Monday, June 11, 2018

How you get shingles

He was sitting on a bench talking about the different personalities of his bird companions. You don't want to mess with the larger, colourful ones. They're bosses. They expect respect and they'll bite when they don't get it. But the smaller white ones are biddable and crave affection. They combed his beard and drank from his mouth. Does that obedience and love for him make them less likely to be respected than the more independent birds?

He talked yin/yang and life balance.

Saturday evening in Magog, rock music blasting from a bar, laughter and clanking of dishes because all the restaurant windows were open on a fine June evening, and I was listening to Bird Man talk about life balance.


My life balance these past two weeks has been dealing with getting over the mess following sciatic pain down my left side and bingo! sprouting shingles on my right side. Lower body, upper body, left side, right side--not sure how to sit or what position to sleep in that wasn't going to hurt. Since I guessed I might have shingles as soon as I felt tingling and discovered a rash, I saw a doctor and started anti-viral medication promptly. I think I'm past the worst of it. I still get the occasional chills and I have an ugly rash, but I can't say it was painful--certainly not a scratch on sciatica.

Here's Lac Memphrémagog where we went last weekend for us both to relax. I love the view of the receding hills into Vermont. R had a long bike ride. He and I had a more meandering kind of walk together.


What's been interesting about the shingles has been people's reactions--not helped, I must admit, by my own ignorance. The doctor told me that I was not contagious until the rash made blisters, and even then *only* contagious if someone had direct contact with the oozing. That would mean that a person would have to reach under my shirt to touch my rash, once I had oozing blisters.

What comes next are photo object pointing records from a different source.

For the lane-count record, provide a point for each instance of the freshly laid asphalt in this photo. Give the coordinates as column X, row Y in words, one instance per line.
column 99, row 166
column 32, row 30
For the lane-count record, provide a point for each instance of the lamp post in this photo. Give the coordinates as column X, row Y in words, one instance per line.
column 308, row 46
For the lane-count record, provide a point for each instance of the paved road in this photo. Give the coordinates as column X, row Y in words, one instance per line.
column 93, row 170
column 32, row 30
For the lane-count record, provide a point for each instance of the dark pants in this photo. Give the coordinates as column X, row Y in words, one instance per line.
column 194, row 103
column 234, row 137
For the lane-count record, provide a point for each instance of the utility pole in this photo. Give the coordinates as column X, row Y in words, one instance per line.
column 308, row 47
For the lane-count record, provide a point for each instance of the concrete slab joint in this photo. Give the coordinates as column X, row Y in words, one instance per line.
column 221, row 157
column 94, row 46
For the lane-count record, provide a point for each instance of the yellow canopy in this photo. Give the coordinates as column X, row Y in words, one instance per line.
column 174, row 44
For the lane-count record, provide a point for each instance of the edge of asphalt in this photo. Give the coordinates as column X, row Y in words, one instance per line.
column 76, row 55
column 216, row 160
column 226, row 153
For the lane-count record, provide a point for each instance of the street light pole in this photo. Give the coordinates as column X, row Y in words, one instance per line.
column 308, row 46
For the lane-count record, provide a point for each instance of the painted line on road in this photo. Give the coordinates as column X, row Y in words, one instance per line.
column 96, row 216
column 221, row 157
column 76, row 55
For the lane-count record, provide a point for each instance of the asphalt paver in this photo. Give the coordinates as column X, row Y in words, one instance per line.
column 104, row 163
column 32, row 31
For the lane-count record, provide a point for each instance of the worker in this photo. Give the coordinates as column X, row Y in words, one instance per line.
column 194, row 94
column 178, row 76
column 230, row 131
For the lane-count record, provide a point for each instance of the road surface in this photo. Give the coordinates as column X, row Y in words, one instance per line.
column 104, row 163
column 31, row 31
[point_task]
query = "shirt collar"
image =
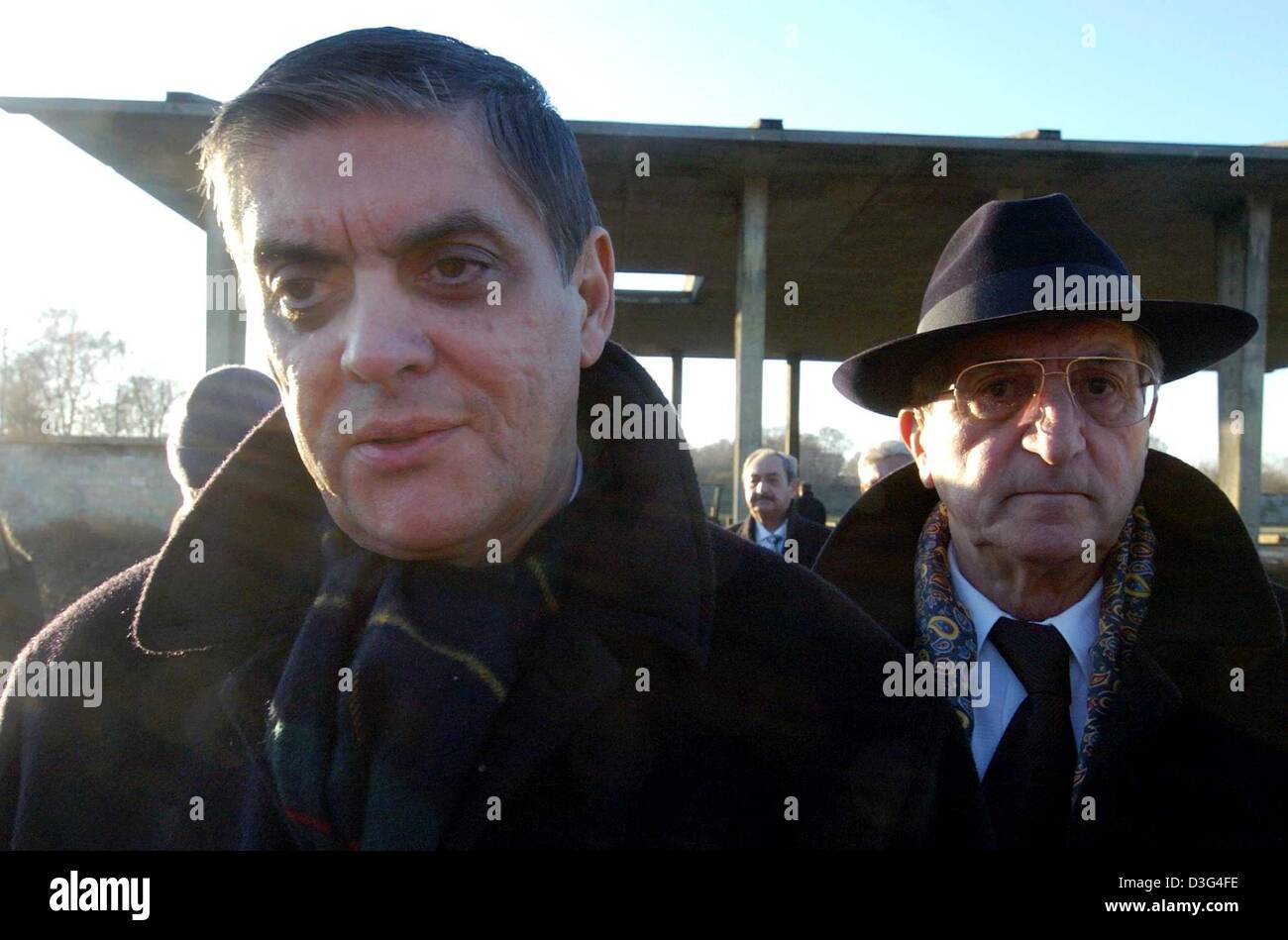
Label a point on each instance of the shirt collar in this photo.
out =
(763, 533)
(1078, 625)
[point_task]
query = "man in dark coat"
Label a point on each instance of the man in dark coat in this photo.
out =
(809, 506)
(768, 480)
(423, 605)
(1112, 593)
(211, 420)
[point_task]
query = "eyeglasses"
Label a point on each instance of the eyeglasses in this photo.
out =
(1112, 391)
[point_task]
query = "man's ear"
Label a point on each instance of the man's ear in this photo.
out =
(593, 282)
(911, 425)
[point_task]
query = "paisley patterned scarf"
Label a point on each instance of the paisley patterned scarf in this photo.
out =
(945, 632)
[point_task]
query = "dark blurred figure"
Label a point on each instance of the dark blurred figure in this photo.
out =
(809, 506)
(880, 462)
(219, 411)
(21, 614)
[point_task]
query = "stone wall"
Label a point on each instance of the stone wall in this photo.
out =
(89, 479)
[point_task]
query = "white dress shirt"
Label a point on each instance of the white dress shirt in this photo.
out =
(1077, 625)
(768, 539)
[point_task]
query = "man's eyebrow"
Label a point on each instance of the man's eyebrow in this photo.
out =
(273, 250)
(465, 222)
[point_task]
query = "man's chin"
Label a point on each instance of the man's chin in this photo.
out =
(1044, 544)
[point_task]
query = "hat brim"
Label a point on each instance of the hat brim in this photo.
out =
(1190, 338)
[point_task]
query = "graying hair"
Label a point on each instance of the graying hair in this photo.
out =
(404, 73)
(790, 465)
(887, 449)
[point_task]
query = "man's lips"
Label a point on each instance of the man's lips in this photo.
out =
(395, 446)
(403, 429)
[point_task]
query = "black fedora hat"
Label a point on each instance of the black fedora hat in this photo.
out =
(1029, 261)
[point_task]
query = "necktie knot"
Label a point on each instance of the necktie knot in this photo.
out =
(1038, 655)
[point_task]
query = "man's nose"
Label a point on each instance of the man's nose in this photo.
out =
(385, 334)
(1056, 429)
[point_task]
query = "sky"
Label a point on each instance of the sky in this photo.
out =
(76, 235)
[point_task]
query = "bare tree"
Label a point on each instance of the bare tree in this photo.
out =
(50, 386)
(142, 404)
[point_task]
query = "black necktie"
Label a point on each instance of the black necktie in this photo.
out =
(1029, 781)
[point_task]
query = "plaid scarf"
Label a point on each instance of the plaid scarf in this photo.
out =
(945, 632)
(389, 690)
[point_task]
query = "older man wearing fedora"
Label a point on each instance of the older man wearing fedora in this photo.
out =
(1133, 644)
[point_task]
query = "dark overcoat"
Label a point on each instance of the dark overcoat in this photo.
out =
(1196, 752)
(809, 536)
(760, 720)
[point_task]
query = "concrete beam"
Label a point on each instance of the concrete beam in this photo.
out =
(1243, 279)
(748, 327)
(226, 322)
(794, 406)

Because I didn't want anyone who I was going to see to feel I put them at unnecessary risk, I told them I had shingles--assuming that they would also understand how absurd it was that they would be touching me under my shirt.

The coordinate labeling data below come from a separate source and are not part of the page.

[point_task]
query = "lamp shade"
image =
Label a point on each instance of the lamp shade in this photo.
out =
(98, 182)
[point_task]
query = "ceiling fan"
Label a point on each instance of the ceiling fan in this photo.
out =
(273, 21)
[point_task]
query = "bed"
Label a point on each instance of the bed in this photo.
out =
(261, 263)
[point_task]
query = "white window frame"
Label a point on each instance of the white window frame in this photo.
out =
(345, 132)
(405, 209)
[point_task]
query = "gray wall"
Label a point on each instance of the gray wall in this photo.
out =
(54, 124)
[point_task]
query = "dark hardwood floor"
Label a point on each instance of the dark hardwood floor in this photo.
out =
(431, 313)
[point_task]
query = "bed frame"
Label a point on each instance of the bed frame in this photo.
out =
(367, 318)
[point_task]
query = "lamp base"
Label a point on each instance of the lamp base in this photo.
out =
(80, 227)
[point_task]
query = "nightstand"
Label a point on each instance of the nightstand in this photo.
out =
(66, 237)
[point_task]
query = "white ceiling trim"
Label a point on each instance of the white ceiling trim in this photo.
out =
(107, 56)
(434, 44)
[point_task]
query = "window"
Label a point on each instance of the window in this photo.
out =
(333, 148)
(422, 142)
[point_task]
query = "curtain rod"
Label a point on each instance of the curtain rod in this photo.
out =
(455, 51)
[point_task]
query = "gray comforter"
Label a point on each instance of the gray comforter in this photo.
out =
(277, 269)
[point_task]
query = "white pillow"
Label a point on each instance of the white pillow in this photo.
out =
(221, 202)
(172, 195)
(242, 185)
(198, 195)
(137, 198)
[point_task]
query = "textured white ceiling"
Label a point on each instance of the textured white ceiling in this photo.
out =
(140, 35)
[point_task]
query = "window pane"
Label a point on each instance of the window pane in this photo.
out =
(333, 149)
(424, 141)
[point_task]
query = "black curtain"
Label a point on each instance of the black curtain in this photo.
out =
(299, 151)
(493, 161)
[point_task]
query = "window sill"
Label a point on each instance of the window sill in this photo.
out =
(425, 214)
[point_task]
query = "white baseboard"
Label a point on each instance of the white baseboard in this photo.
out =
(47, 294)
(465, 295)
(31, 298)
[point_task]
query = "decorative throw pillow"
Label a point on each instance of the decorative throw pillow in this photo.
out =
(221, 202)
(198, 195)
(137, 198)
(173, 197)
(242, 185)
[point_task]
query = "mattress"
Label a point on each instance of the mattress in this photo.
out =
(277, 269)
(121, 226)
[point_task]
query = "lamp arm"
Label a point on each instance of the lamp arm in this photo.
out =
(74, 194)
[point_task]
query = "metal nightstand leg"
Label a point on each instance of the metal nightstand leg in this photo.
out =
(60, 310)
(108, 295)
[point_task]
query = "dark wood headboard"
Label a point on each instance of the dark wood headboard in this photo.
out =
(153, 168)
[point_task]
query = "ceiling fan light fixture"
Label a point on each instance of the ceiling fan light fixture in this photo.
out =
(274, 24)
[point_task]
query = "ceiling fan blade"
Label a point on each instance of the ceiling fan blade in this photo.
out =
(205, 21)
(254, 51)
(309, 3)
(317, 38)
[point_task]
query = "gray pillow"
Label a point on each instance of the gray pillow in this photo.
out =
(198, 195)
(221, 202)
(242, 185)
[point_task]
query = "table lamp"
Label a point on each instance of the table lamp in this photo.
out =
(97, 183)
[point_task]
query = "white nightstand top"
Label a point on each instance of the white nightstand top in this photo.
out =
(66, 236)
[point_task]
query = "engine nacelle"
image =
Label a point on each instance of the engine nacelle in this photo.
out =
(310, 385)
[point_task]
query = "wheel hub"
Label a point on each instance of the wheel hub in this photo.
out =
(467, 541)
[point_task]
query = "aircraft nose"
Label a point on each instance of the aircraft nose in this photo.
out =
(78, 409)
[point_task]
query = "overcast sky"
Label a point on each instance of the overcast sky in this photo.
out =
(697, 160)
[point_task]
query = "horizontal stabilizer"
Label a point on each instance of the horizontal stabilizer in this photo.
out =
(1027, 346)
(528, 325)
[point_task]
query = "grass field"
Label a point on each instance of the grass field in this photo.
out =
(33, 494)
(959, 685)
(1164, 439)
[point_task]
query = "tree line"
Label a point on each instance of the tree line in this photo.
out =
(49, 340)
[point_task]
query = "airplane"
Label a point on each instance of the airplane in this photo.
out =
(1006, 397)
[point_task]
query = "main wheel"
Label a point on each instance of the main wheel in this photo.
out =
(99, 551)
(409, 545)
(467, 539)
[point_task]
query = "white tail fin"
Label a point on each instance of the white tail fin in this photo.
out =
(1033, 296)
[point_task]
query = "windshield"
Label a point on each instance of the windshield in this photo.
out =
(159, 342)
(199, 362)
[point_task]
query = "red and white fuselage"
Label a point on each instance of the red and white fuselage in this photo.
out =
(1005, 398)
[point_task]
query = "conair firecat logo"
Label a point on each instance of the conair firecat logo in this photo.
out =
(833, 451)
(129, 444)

However, the word shingles was enough to keep them at bay--which makes me wonder what happens when even weightier words are used.


When I saw the doctor, what he didn't specify--I guess he thought I knew--was that even if someone were to touch the oozing blisters, THEY COULD NOT GET SHINGLES FROM ME. That's not how you get them!

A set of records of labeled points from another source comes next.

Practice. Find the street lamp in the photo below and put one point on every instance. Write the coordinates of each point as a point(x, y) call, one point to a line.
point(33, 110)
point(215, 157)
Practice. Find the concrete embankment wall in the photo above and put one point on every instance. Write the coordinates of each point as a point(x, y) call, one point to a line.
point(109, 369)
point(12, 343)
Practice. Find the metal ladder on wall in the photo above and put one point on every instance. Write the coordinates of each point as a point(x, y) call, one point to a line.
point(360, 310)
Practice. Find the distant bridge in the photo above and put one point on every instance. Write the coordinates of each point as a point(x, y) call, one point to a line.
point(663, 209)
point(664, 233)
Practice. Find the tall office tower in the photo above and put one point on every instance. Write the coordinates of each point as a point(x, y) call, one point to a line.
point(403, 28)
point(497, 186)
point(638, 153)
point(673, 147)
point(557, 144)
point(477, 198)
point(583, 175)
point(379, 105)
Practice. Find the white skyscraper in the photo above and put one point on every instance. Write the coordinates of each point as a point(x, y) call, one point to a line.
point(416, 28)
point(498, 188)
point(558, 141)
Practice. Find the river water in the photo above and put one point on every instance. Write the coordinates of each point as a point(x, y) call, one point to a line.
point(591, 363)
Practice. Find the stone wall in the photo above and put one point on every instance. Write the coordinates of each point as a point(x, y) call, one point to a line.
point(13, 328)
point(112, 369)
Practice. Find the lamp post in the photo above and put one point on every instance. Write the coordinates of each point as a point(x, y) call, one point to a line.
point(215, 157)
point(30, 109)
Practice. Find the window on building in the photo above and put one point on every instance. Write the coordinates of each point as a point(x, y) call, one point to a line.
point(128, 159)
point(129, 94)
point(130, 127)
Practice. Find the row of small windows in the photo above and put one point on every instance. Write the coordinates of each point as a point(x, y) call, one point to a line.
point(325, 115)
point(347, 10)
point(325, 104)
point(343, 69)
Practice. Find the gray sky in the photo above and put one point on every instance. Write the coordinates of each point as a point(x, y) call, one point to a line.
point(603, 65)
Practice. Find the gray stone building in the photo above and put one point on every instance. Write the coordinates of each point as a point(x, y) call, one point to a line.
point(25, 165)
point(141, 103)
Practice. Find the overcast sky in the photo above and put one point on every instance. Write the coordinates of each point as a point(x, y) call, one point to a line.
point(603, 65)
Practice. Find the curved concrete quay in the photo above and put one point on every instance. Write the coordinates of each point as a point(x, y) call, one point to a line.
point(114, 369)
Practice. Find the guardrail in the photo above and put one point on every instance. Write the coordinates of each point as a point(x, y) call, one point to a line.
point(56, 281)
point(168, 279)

If you have had chicken pox, you have the shingles virus in you ALREADY--and *you* can get shingles at any time if your immune system is weaker. That's right, you. Nothing to do with me. 

You cannot get shingles from someone else, even if you touch their oozing blisters.


What you can get, if you've never had it, is chicken pox. That's all. And again (have I said this often enough?), assuming you reached under my shirt and touched my oozing blisters. 

Thank you to the friend who did some research and sent me this link.
https://www.healthline.com/health/shingles-contagious#how-it-spreads

Since I don't want to give chicken pox to anyone who hasn't already had it, I am keeping my torso well covered so as not to tempt anyone to fondle my alligator-skin rash which, I'm sorry to disappoint any oozing-pustule fetishists, is already fading.